La cosa andò così: il titolare del ruolo, Vladimir Atlantov, si ammalò la mattina della recita. L’unico tenore che conoscesse la parte e che fosse libero era Murgu che, però, era in non so quale parte del mondo e poté arrivare, causa ritardi del suo volo, solo poco prima dell’apertura del sipario. Fu vestito e catapultato in scena senza neppure avere il tempo di essere truccato. Cosicché cantò con il suo colore di pelle naturale e senza quella patina di lucido da scarpe che solitamente si applica a qualsivoglia Otello. La sua prestazione fu più che decorosa, considerate le condizioni in cui era maturata. Ma, vuoi perché Otello è figura gigantesca da dipingere, vuoi perché il lungo viaggio lo aveva stancato, mi parve leggermente inferiore al ruolo e, più che fiacco vocalmente, sembrava assente sotto l’aspetto interpretativo. Il pubblico, in ogni caso, lo appludì copiosamente.
La sua carriera fu eccezionale, pur senza raggiungere la gloria di altri suoi colleghi. Wiener Staatsoper, Metropolitan di New York, Philadelphia, Pittsburgh, New Orleans, Palm Beach, Denver, Berlino, Monaco di Baciera, Francoforte, Colonia, Stoccarda, Zurigo, Avignone, Parigi, Lione, Tolosa, Bordeaux, Montpellier, Lisbona, Las Palmas, Bilbao, Barcellona, Melbourne, Rio de Janeiro, Johannesburg, Tokyo, Odessa furono alcune delle piazze in cui Corneliu Murgu ebbe autentici trionfi.

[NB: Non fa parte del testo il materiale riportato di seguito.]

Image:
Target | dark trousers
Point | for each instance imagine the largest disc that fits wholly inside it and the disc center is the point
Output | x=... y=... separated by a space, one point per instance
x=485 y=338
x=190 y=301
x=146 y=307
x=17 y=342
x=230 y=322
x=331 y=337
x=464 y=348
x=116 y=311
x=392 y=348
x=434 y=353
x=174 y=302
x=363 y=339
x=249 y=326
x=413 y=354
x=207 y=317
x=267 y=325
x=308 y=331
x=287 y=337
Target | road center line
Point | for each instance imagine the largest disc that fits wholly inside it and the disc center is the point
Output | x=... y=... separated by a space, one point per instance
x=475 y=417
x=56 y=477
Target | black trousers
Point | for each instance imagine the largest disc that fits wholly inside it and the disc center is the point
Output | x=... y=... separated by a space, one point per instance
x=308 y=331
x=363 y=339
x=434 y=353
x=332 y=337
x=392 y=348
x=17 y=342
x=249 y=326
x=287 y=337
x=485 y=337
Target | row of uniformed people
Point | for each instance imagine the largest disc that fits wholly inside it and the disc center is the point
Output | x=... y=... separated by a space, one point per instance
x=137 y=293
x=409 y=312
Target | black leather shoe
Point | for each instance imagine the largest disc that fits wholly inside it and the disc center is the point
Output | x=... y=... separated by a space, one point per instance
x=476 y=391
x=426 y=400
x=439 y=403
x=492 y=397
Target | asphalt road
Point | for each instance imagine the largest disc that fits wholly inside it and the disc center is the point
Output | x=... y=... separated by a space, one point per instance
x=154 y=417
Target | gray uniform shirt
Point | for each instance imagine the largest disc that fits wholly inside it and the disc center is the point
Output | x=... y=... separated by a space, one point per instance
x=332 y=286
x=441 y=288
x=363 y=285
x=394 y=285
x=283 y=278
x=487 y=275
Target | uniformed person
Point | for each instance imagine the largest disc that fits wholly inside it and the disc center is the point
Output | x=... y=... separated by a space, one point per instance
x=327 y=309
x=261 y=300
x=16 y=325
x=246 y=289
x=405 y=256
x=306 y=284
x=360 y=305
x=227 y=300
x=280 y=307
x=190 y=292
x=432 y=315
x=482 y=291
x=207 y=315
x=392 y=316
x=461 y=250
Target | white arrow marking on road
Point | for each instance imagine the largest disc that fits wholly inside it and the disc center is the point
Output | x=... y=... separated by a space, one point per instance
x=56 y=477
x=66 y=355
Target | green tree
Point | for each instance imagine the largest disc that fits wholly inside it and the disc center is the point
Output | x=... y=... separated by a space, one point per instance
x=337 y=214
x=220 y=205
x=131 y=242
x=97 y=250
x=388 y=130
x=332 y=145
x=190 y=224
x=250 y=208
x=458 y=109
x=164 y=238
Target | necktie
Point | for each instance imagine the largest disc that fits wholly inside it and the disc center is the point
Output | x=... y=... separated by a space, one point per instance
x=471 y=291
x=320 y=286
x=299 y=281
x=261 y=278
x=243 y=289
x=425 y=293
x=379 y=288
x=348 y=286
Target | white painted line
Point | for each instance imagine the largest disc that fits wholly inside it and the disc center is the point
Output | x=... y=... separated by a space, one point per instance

Uomo di cultura (tutta da autodidatta, ma profonda), Murgu amava molto l’Italia, dove visse alcuni anni studiando con Marcello Del Monaco.
Artisticamente nel nostro paese lo si ricorda principalmente per quell’Aida alla Scala, per alcune recite di Otello all’Arena di Verona ed, alle terme di Caracalla, ancora in Aida, Carmen e Turandot. Il timbro era interessante e di un colore plumbeo. La voce in sé non era né grande, né piccola, né bella, né brutta. Le sue caratteristiche si potevano riscontrare in un registro acuto solido ed adamantino ed in un accento a tratti infuocato.
Ancora in piena forma smise di cantare per ottenere la carica di Direttore dell’Opera di Timisoara, portandola ai primi livelli tra i teatri romeni ed ingaggiando sovente artisti italiani come Roberto Scandiuzzi, il direttore d’orchestra David Crescenzi ed il regista Mario De Carlo.
La sua discografia è scarna e tutta per case discografiche “minori”: un Otello per la Koch-Schwann diretto da Gustav Kuhn, una Carmen per la United Classics, un Andrea Chénier con Aprile Millo e poco altro. Sono tutte esecuzioni “live” di non memorabile livello. Molto meglio ascoltarlo su youtube dove il materiale è sicuramente più interessante.
In definitiva, uno dei tanti onesti professionisti cha calcarono scene importanti senza mai giungere ad una vera fama internazionale ma mostrando una professionalità che oggi non sempre si riscontra a teatro. Purtroppo.